Era su novela preferida, la había leído tantas veces que ni lo recordaba ya.
» Cien años de soledad» de la que tenía varios ejemplares regalados o adquiridos a lo largo del tiempo, algunos tenían las hojas ajadas e incluso alguna mancha de chocolate relucía como un adorno más, una pequeña herida de guerra bien merecida por tan hermosa joya literaria.

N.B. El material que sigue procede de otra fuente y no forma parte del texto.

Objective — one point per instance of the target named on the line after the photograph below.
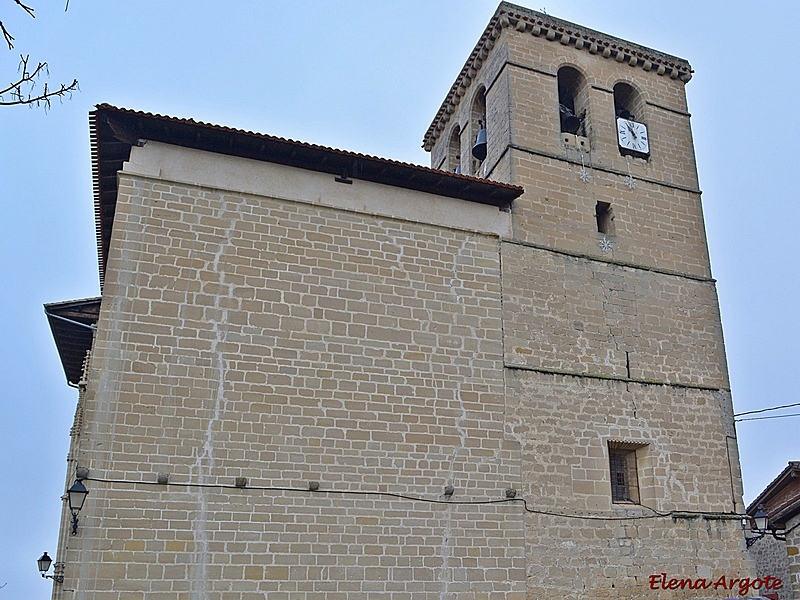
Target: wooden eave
(71, 324)
(781, 498)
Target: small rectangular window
(624, 477)
(605, 218)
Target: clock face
(633, 136)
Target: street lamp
(760, 525)
(44, 563)
(77, 496)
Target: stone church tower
(314, 374)
(615, 371)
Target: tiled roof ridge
(348, 153)
(554, 30)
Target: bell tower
(616, 381)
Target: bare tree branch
(27, 9)
(7, 36)
(23, 91)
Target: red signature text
(742, 585)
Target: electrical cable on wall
(654, 514)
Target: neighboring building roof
(781, 498)
(115, 130)
(72, 324)
(554, 30)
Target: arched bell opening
(478, 128)
(454, 151)
(573, 101)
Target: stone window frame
(624, 471)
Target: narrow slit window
(605, 218)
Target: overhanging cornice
(554, 30)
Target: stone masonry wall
(573, 314)
(599, 549)
(245, 336)
(628, 313)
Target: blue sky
(368, 77)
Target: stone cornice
(554, 30)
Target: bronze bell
(479, 149)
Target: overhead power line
(752, 412)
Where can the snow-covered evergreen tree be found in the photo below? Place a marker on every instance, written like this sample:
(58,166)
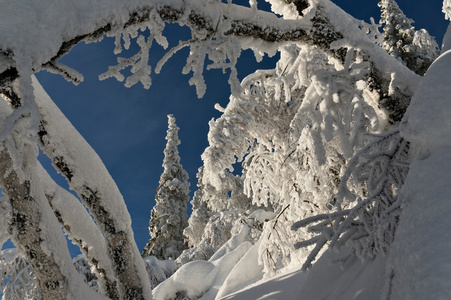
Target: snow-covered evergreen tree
(417,49)
(324,113)
(169,215)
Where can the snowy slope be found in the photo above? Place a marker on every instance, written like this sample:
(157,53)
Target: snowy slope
(326,280)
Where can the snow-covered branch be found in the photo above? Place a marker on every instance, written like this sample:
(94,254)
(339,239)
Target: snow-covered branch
(322,24)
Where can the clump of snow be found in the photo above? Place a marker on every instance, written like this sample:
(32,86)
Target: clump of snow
(205,278)
(330,278)
(247,271)
(427,121)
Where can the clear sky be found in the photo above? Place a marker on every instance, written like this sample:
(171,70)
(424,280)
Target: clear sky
(127,126)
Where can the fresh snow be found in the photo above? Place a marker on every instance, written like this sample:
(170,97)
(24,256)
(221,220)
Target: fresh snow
(419,262)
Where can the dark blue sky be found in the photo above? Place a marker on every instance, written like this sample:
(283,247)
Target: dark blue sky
(127,126)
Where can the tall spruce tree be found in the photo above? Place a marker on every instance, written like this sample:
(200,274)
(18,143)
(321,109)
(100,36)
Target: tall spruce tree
(169,215)
(415,48)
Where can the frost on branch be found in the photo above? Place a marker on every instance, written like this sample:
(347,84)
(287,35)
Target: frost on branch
(367,222)
(17,277)
(294,128)
(415,48)
(169,215)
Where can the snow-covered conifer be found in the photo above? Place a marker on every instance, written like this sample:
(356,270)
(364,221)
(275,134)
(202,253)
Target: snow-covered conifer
(169,215)
(200,214)
(417,49)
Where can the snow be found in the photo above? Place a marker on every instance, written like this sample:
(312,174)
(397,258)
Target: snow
(200,277)
(420,255)
(349,280)
(427,122)
(419,261)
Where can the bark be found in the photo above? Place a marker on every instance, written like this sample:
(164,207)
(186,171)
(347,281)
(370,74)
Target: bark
(27,232)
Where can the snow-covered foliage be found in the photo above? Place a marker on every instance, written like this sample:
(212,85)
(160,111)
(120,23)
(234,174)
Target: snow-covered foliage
(17,277)
(416,48)
(295,127)
(169,215)
(315,136)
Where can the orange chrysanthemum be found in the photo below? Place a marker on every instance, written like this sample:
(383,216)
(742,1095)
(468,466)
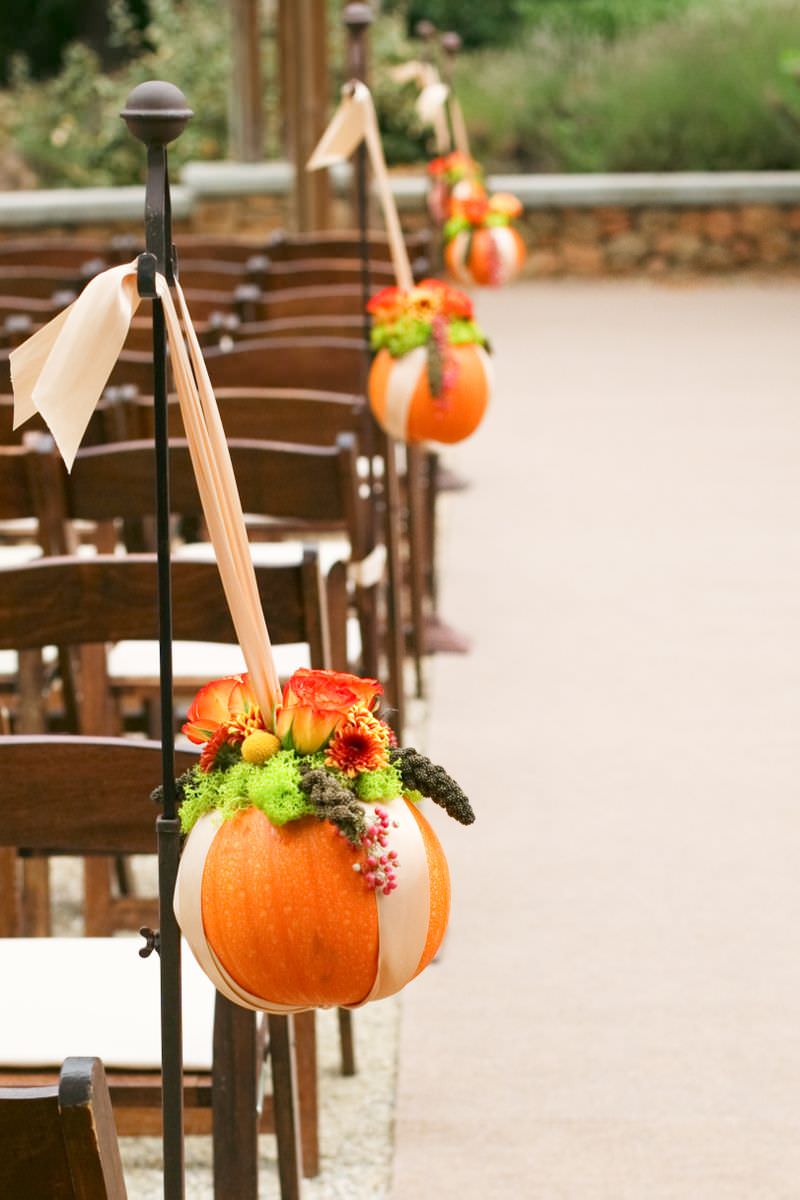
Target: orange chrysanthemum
(360,743)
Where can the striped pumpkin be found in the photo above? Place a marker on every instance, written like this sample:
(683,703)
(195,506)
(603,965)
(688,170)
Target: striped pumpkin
(280,921)
(401,400)
(488,256)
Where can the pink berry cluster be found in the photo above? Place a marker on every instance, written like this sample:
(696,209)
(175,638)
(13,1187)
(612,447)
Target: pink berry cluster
(379,868)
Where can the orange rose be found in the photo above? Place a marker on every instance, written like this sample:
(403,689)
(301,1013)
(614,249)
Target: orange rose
(457,304)
(216,706)
(314,705)
(388,304)
(474,209)
(506,204)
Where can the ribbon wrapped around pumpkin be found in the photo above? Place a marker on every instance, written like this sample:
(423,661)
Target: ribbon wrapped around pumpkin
(299,796)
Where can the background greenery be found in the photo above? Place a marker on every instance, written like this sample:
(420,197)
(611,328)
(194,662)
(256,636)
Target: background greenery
(566,85)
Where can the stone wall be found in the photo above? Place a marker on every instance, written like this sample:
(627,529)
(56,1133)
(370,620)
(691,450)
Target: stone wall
(573,225)
(617,240)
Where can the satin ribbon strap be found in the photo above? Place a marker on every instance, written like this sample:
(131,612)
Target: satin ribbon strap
(355,121)
(61,370)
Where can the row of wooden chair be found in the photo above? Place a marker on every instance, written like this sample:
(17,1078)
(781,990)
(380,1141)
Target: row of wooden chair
(341,475)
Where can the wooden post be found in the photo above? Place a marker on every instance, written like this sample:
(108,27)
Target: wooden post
(245,95)
(302,42)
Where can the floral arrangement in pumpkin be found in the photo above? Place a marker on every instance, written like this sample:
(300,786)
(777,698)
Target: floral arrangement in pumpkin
(452,174)
(433,315)
(323,753)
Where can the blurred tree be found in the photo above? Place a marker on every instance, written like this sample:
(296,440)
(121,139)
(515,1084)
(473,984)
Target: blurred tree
(480,23)
(40,30)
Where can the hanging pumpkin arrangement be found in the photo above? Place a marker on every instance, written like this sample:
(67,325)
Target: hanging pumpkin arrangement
(481,245)
(452,175)
(308,876)
(431,378)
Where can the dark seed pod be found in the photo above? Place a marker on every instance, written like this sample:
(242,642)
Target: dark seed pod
(420,774)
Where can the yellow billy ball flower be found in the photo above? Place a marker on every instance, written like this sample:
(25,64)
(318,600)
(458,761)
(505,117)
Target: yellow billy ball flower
(259,747)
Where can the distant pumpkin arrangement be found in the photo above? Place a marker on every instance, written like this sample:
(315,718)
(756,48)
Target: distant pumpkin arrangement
(431,377)
(308,876)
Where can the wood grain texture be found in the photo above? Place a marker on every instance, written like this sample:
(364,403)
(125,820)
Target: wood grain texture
(59,1140)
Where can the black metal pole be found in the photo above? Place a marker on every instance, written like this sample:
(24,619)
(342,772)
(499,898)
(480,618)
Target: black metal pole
(156,114)
(451,45)
(358,18)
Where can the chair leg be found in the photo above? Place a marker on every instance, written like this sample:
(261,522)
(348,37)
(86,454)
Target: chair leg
(284,1099)
(305,1025)
(233,1098)
(97,897)
(36,897)
(417,557)
(396,618)
(8,898)
(347,1044)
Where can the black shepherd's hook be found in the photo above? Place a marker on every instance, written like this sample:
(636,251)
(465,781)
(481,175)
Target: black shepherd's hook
(156,114)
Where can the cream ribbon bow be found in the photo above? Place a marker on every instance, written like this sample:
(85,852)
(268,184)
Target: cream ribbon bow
(355,121)
(435,97)
(60,372)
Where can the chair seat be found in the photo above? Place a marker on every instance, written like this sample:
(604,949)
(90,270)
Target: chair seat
(95,996)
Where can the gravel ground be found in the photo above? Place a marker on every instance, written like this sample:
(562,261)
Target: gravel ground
(352,1168)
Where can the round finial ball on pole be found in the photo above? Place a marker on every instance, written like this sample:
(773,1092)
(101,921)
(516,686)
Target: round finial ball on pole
(358,17)
(156,112)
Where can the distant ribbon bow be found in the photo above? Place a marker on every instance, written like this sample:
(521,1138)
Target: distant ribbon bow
(61,371)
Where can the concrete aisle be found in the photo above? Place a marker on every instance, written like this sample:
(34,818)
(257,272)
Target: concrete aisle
(617,1013)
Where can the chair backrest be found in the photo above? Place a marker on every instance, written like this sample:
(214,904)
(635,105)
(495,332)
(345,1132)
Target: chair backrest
(59,1141)
(40,282)
(77,600)
(47,252)
(274,414)
(82,795)
(274,479)
(329,364)
(282,246)
(318,273)
(314,325)
(104,424)
(300,299)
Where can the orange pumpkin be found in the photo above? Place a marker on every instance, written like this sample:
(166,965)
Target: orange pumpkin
(281,922)
(489,256)
(400,395)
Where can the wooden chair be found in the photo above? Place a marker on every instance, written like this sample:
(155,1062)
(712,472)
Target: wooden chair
(78,796)
(110,599)
(335,325)
(308,491)
(59,1140)
(328,364)
(252,304)
(40,282)
(282,246)
(60,252)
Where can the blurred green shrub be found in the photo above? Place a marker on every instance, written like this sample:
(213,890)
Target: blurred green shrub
(695,93)
(67,127)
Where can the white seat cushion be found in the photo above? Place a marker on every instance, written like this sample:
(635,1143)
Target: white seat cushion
(95,996)
(334,549)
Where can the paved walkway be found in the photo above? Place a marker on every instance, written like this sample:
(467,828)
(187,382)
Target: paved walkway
(617,1013)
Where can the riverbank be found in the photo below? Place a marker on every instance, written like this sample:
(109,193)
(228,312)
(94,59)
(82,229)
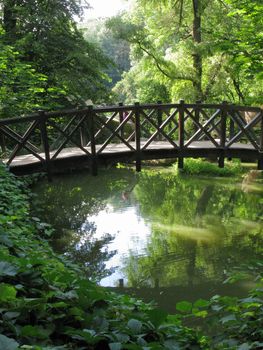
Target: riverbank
(47,303)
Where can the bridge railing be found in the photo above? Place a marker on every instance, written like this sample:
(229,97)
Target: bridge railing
(46,136)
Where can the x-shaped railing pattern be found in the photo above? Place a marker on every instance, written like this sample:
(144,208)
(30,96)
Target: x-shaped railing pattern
(137,128)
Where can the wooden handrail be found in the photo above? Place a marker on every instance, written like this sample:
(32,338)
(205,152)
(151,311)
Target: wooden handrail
(219,126)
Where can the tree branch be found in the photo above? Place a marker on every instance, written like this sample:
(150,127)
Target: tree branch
(158,65)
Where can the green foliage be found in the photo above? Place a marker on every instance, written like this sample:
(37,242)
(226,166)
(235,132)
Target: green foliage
(47,303)
(186,47)
(117,50)
(22,88)
(203,167)
(52,50)
(233,323)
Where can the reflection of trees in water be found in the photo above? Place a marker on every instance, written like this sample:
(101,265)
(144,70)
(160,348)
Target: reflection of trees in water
(67,203)
(91,253)
(199,230)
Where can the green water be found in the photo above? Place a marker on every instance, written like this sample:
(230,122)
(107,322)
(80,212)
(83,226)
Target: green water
(168,237)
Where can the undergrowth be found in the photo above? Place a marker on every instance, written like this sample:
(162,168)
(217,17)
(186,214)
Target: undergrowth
(47,303)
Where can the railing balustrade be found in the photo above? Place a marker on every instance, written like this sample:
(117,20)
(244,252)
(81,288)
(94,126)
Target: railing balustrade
(136,129)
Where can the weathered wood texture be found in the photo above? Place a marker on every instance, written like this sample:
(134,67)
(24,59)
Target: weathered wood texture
(55,141)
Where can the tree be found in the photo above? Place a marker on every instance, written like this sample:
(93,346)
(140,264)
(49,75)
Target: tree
(22,88)
(117,50)
(188,46)
(51,42)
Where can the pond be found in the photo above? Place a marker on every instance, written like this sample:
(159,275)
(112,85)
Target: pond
(167,237)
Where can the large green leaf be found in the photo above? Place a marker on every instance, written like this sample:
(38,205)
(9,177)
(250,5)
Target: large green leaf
(157,316)
(7,269)
(184,306)
(135,325)
(7,292)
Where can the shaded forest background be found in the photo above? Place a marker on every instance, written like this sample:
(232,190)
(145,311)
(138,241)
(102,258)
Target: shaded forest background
(160,50)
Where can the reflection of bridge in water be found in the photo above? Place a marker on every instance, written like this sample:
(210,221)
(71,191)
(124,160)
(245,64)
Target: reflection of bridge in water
(167,297)
(63,140)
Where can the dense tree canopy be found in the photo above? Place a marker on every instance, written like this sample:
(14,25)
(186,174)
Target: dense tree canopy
(47,41)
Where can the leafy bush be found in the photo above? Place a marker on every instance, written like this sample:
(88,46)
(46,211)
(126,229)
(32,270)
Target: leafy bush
(47,303)
(202,167)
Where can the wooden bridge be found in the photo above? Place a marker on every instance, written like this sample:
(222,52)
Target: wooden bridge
(54,141)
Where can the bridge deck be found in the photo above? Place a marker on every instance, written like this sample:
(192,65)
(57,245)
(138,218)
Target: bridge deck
(118,152)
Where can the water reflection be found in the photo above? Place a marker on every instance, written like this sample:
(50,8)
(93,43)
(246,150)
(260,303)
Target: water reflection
(168,230)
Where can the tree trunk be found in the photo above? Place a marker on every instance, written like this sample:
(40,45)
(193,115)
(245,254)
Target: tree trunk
(9,20)
(197,57)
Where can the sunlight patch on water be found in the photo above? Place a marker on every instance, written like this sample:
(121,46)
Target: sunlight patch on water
(194,233)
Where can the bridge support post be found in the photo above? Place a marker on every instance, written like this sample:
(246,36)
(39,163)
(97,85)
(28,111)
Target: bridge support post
(44,137)
(221,159)
(138,137)
(181,134)
(2,142)
(260,159)
(159,119)
(94,165)
(121,118)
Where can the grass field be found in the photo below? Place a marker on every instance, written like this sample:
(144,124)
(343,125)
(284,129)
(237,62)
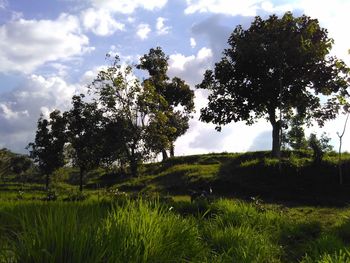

La tarde lluviosa de otoño, o quizás la hora que invitaba a la siesta hizo que fuera quedándose dormida hasta que el libro resbaló de sus manos y fue sumergiéndose en uno de esos sueños que llamaban lúcidos
Se vio a sí misma paseando por Macondo, por las calles que se resquebrajaban a su paso, el tiempo no se había detenido, al contrario, parecía haber acelerado la destrucción de aquel lugar donde nunca dejó de llevarse a cabo la maldición de los Buendía, ese espacio donde permanecían prisioneros a merced de la soledad
Pudo ver al patriarca atado al árbol donde pasaba sus últimos días atado al olvido, a Úrsula tejiendo tras la ventana mientras sentía la lluvia caer observando con sus ojos sin luz, al coronel Aureliano con el frío metido en el cuerpo y las axilas empedradas de golondrinos, a Amaranta con sus atavíos de viuda penitente.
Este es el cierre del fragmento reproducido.